HomeA la uneADELINE OUATTARA/OUBDA, NUTRITIONNISTE : « Si un enfant ne bénéficie pas d’une alimentation adéquate, son quotient intellectuel peut être affecté »

ADELINE OUATTARA/OUBDA, NUTRITIONNISTE : « Si un enfant ne bénéficie pas d’une alimentation adéquate, son quotient intellectuel peut être affecté »

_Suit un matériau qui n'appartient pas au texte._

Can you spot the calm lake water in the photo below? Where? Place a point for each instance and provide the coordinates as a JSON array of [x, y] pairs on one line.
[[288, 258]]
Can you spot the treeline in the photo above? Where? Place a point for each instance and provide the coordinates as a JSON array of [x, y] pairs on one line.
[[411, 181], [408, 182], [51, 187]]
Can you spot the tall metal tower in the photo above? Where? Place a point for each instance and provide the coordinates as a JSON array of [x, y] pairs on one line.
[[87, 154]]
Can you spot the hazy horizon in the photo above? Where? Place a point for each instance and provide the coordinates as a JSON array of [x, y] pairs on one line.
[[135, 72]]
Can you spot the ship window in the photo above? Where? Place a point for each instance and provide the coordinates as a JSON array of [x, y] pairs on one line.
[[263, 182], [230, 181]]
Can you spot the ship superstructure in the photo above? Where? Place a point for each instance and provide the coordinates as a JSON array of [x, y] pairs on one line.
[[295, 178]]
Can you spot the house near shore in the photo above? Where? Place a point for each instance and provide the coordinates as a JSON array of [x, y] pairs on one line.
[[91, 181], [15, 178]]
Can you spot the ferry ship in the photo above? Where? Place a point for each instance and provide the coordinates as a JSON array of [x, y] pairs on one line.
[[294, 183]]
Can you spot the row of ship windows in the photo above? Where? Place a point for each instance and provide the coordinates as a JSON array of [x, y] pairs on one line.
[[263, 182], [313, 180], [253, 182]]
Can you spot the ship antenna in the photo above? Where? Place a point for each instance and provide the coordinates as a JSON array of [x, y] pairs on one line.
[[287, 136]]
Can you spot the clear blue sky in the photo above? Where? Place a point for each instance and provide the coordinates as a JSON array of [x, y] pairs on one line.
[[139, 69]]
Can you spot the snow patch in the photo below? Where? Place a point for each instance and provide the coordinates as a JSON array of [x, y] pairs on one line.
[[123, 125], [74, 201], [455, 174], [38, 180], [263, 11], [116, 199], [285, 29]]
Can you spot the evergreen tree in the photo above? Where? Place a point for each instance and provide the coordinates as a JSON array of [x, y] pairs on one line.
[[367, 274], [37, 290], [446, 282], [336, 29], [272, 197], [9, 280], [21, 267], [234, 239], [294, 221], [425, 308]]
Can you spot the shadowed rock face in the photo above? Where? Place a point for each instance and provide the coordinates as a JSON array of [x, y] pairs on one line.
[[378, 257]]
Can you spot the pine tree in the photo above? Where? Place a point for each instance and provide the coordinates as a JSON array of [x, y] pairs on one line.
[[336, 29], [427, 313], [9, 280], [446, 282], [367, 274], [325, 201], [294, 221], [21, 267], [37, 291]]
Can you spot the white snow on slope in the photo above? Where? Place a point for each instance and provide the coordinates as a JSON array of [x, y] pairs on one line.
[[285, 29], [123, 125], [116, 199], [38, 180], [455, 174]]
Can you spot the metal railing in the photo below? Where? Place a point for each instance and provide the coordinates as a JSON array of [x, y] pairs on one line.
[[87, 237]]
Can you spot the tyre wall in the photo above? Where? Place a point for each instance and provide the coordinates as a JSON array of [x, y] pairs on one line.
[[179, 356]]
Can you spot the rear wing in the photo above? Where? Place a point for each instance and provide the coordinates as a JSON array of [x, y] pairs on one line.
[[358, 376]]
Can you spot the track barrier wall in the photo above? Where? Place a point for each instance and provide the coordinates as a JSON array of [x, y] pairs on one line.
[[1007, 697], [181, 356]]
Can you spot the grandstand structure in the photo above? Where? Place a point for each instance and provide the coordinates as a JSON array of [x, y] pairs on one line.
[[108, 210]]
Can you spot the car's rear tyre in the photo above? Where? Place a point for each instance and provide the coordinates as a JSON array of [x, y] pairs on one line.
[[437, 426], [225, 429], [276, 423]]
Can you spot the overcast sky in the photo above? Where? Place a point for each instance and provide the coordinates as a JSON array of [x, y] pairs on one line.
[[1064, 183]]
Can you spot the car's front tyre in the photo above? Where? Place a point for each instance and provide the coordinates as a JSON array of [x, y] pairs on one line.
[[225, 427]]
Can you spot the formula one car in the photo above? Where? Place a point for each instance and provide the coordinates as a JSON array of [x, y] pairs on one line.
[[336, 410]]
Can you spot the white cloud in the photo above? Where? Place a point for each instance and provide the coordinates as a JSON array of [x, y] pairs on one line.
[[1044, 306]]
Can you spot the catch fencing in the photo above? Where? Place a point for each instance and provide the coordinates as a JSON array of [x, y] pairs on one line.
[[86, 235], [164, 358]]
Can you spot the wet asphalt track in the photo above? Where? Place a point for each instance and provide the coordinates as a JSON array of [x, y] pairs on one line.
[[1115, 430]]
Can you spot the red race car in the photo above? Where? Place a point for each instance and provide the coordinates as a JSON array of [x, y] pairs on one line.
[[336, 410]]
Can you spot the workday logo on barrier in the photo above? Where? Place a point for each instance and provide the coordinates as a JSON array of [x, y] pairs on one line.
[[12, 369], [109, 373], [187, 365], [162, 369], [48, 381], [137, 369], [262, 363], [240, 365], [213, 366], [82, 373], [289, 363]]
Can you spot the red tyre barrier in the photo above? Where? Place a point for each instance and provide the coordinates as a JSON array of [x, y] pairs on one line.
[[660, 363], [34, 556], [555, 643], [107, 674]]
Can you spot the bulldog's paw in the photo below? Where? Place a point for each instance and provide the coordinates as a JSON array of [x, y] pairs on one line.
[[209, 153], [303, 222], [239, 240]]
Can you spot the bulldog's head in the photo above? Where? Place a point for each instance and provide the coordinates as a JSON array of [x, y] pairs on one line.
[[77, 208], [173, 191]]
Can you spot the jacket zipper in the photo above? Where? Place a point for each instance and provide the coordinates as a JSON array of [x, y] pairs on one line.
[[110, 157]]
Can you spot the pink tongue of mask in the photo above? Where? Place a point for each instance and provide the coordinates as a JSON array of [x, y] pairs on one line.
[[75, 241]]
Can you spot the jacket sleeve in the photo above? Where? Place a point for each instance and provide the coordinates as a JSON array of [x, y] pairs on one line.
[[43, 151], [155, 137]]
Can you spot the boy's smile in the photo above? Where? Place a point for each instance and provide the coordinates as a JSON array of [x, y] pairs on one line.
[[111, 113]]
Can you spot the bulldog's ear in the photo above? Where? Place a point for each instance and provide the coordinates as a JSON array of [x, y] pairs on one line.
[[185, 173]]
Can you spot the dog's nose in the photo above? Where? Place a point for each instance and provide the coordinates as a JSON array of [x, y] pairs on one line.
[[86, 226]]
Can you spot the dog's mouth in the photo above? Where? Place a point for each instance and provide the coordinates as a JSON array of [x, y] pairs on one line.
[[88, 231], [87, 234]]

Combien de personnes au Burkina connaissent les notions de bonnes pratiques alimentaires de la mère et de l’enfant ? Sûrement, elles se comptent sur les bouts des doigts. Cette nouvelle rubrique sur la nutrition créée par « Le Pays », s’intéresse à cette question en interviewant une des nutritionnistes à la Direction de la nutrition, Adeline Ouattara/Oubda. Lisez plutôt !

 

Qu’est-ce que la fenêtre d’opportunité ?

 

La fenêtre d’opportunité est une période allant de la conception à l’âge de 2 ans. Elle constitue une période cruciale dans le développement d’un individu tant sur le plan physique que sur le plan psychique. Si, au cours de cette période, l’enfant ne bénéficie pas d’une alimentation adéquate, cela peut avoir des répercussions néfastes sur lui à court ou moyen terme et pouvant affecter sa taille, sa capacité d’apprentissage, son quotient intellectuel, etc. S’il s’agit d’une fille, cela peut avoir des répercussions sur les enfants qu’elle mettra au monde. Les conséquences néfastes peuvent inclure également des maladies chroniques non transmissibles liées à la nutrition (surpoids, obésité, diabète, hypertension artérielle). Si au cours de cette période par contre, l’enfant est bien alimenté, alors il a beaucoup de chances de se développer correctement jusqu’à l’âge adulte, pour contribuer au développement du pays et du monde.

 

Comment doit être l’alimentation de la femme enceinte ?

 

Une femme enceinte se trouve dans un état physiologique particulier. Ses besoins nutritionnels sont plus élevés que chez une femme non enceinte. En effet, son alimentation doit couvrir ses propres besoins, mais aussi permettre le développent harmonieux de l’enfant qu’elle porte. C’est pourquoi il est recommandé aux femmes enceintes de prendre un repas supplémentaire en plus des 3 repas habituels journaliers. En cas de nausées ou de vomissements, les repas peuvent être fractionnés. L’alimentation doit être équilibrée, variée et suffisante. De façon pratique, chez la femme enceinte on divise les aliments en 10 groupes de référence. Son alimentation journalière doit renfermer des aliments de 5 groupes au moins, selon le tableau 1 ci-dessous. On dira alors qu’elle a une alimentation variée et équilibrée.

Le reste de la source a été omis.